Immune cells taken from blood samples of every patient were grown in the lab and exposed to a five-in-one vaccine that protects against five serious diseases — diphtheria, tetanus, whooping cough (pertussis), polio, and hepatitis B.
The levels of several cytokines — small molecules that regulate immune responses and inflammation — were measured.
In the absence of the vaccine, researchers found no differences in cytokine levels produced by immune cells of Dravet patients and healthy children. As expected in a situation of contact with a foreign agent, vaccine exposure induced an overall increase of cytokines levels in all children.

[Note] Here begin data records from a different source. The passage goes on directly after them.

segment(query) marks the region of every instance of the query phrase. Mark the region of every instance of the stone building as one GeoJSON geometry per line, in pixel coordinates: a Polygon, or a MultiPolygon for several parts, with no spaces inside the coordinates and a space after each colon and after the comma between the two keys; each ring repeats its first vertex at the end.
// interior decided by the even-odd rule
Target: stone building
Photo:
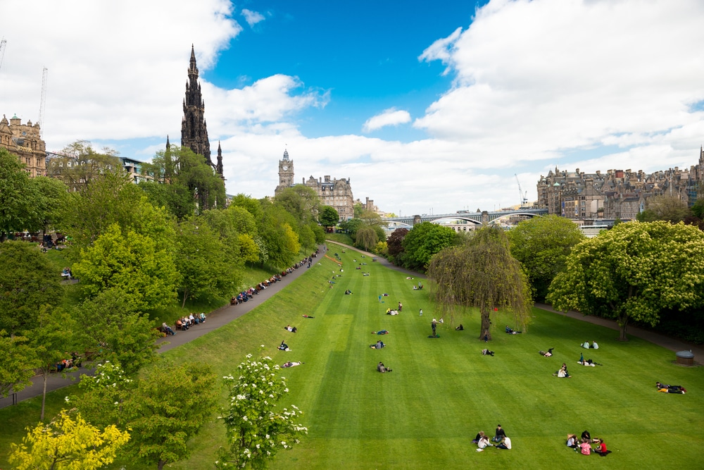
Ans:
{"type": "Polygon", "coordinates": [[[584,173],[551,170],[538,181],[538,208],[572,219],[633,220],[648,198],[667,195],[691,206],[702,195],[704,149],[689,170],[678,167],[646,173],[642,170],[608,170],[584,173]]]}
{"type": "Polygon", "coordinates": [[[39,137],[39,125],[22,124],[13,116],[9,121],[4,116],[0,120],[0,147],[7,149],[27,166],[31,178],[46,175],[46,144],[39,137]]]}
{"type": "MultiPolygon", "coordinates": [[[[274,194],[294,186],[294,161],[289,158],[289,151],[284,150],[283,158],[279,161],[279,185],[274,190],[274,194]]],[[[321,204],[334,207],[340,216],[340,221],[354,218],[354,197],[349,178],[331,180],[329,175],[325,175],[316,180],[311,175],[308,181],[303,178],[302,184],[315,190],[321,204]]],[[[373,203],[372,201],[372,205],[373,203]]]]}

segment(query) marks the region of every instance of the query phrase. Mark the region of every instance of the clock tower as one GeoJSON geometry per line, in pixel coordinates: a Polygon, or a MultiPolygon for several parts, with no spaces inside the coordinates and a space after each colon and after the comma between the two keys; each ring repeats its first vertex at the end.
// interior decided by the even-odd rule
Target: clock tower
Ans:
{"type": "Polygon", "coordinates": [[[284,151],[284,158],[279,160],[279,185],[275,190],[277,194],[282,190],[294,185],[294,161],[289,159],[289,151],[284,151]]]}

However, immune cells from Dravet patients produced significantly higher levels of a pro-inflammatory cytokine, and significantly lower levels of anti-inflammatory cytokines, compared to those of healthy children.
Similar results were observed when the experiment was performed specifically looking at monocytes — a type of immune cell that is crucial for immune responses involved in vaccination — from five Dravet patients and respective controls.
These findings showed for the first time that vaccine responsiveness in people with Dravet syndrome tilts toward a pro-inflammatory profile.
“We provide new insight into immune mechanisms associated with DS [Dravet syndrome] that might guide research for the development of new immunotherapeutic agents in this epilepsy syndrome,” researchers concluded.